In [1]:
%load_ext autoreload
%autoreload 2

In [2]:
import torch
from torch.utils.data import DataLoader
import pytorch_lightning as pl
from pytorch_lightning.callbacks import ModelCheckpoint
from pytorch_lightning.loggers import TensorBoardLogger
import clip
from transformers import BertTokenizer, BertModel

from src.data.diffusion_db_module import DiffusionDBModule

  from .autonotebook import tqdm as notebook_tqdm


In [3]:
# Load the pretrained models
clip_model, preprocess = clip.load("ViT-B/32")
# For some reason, the weights in the CLIP model are automatically converted
# to float16. We convert it back to float32
clip_model = clip_model.float()

bert_tokenizer = BertTokenizer.from_pretrained('bert-base-uncased')
bert_model = BertModel.from_pretrained('bert-base-uncased')

Some weights of the model checkpoint at bert-base-uncased were not used when initializing BertModel: ['cls.predictions.transform.LayerNorm.bias', 'cls.predictions.transform.dense.weight', 'cls.predictions.bias', 'cls.predictions.decoder.weight', 'cls.predictions.transform.LayerNorm.weight', 'cls.seq_relationship.bias', 'cls.seq_relationship.weight', 'cls.predictions.transform.dense.bias']
- This IS expected if you are initializing BertModel from the checkpoint of a model trained on another task or with another architecture (e.g. initializing a BertForSequenceClassification model from a BertForPreTraining model).
- This IS NOT expected if you are initializing BertModel from the checkpoint of a model that you expect to be exactly identical (initializing a BertForSequenceClassification model from a BertForSequenceClassification model).


In [4]:
# Load the dataset
dm = DiffusionDBModule(batch_size=32,
                       subset_name="large_first_1k",
                       img_transform=preprocess,
                       bert_tokenizer=bert_tokenizer)
dm.setup("train")

Found cached dataset diffusiondb (/home/minhduc0711/.cache/huggingface/datasets/poloclub___diffusiondb/large_first_1k/0.9.1/547894e3a57aa647ead68c9faf148324098f47f2bc1ab6705d670721de9d89d1)
100%|██████████████████████████████████████████████████████████████████████████████████████████████████████| 1/1 [00:00<00:00, 81.15it/s]


In [None]:
from src.models import Seq2SeqDecoder
model = Seq2SeqDecoder(clip_model, bert_model)

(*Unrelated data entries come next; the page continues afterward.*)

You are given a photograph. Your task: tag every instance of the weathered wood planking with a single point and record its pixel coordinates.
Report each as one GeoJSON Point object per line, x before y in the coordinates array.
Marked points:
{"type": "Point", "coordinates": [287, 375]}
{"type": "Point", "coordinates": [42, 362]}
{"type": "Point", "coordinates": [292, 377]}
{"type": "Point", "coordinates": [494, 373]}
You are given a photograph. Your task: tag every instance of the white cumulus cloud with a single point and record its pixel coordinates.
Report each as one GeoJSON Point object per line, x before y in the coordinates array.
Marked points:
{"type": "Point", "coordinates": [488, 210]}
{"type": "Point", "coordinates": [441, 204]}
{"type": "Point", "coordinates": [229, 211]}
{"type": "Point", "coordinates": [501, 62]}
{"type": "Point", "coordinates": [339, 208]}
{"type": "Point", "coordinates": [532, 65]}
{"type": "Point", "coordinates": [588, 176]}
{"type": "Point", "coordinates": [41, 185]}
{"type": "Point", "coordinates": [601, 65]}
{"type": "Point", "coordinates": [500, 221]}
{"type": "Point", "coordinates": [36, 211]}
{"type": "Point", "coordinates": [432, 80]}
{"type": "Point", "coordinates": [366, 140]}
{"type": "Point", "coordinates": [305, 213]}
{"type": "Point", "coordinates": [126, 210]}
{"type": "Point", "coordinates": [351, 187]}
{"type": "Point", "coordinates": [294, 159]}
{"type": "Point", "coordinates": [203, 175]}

logger = TensorBoardLogger("training_logs", name="seq2seq")
ckpt_callback = ModelCheckpoint(dirpath="model_ckpts/seq2seq",
                                filename="epoch={epoch}-step={step}-val_loss={val/mse_loss:.6f}",
                                save_top_k=2,
                                monitor="val/mse_loss",
                                mode="min",
                                auto_insert_metric_name=False)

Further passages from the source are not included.